Artificial Intelligence and Multi-Agent Systems
Overall Course Objectives
This course introduces students to advanced techniques within artificial intelligence (AI), with particular focus on automated planning and multi-agent systems. The objective of the course is to become able to explain, analyse and implement advanced AI techniques, to explore and present the latest research literature in the area, as well as to combine and develop novel AI techniques in a large software system.
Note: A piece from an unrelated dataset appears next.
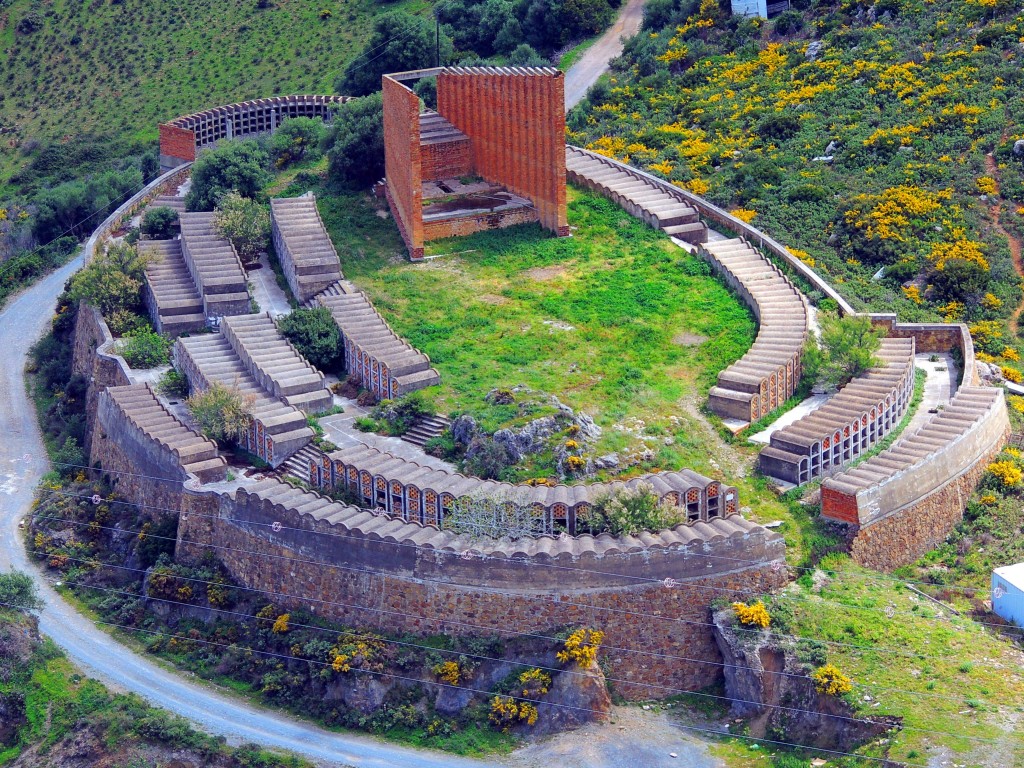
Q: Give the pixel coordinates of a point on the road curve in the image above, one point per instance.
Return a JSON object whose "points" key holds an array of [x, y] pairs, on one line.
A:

See course description in Danish
Learning Objectives
- describe a number of the most prevalent techniques in artificial intelligence and multi-agent systems – both in overall terms and on a detailed technical level
- compare and assess the appropriateness of various AI techniques within automated planning and multi-agent systems for solving a given concrete problem
- combine different AI techniques in a theoretically sound and practically useful way
- apply a given AI technique to a given concrete problem
- clarify the general complications and pitfalls involved in practical uses of AI techniques within automated planning and multi-agent systems
- independently search for, read, and critically analyse research literature relevant to a specific AI project within automated planning and multi-agent systems
- implement advanced AI techniques within automated planning and multi-agent systems in a large software system
- orally communicate the content of recent research publications within automated planning and multiagent systems in a clear and technically precise manner
- design and implement novel AI algorithms and solutions through the combination or extension of existing techniques
- orally present developed AI algorithms and experimental results in the style of a scientific conference contribution
Course Content
The course primarily focuses on topics within automated planning and multi-agent systems, but will also address other areas of AI (e.g. problem-solving by searching, knowledge representation and reasoning with logical agents).
The programming project concerns the design and implementation of advanced AI techniques in a simulated multiagent environment. The programming project is very open-ended and invites for the development of your own algorithms and multiagent architectures. The project is carried out in groups, and should result in a working system and a video in which you present the system and its underlying algorithms and ideas in the style of research presentations at AI conferences.
In addition to the programming project there will be a number of smaller assignments during the course. These assignments will give the students experience in doing video presentations within the areas of the course curriculum, and will assist in building up to the final programming project.
Recommended prerequisites
01017/02101/02105/02180, or equivalent courses, including knowledge about graph search algorithms, search heuristics and a bit of predicate logic. Furthermore, the course requires experience with implementing non-trivial algorithms and larger software systems. It is possible to follow 02180 in parallel with 02285, and students strong in algorithms can probably follow 02285 without taking or having taken 02180.
Teaching Method
Lectures, exercises, assignments and a large programming project.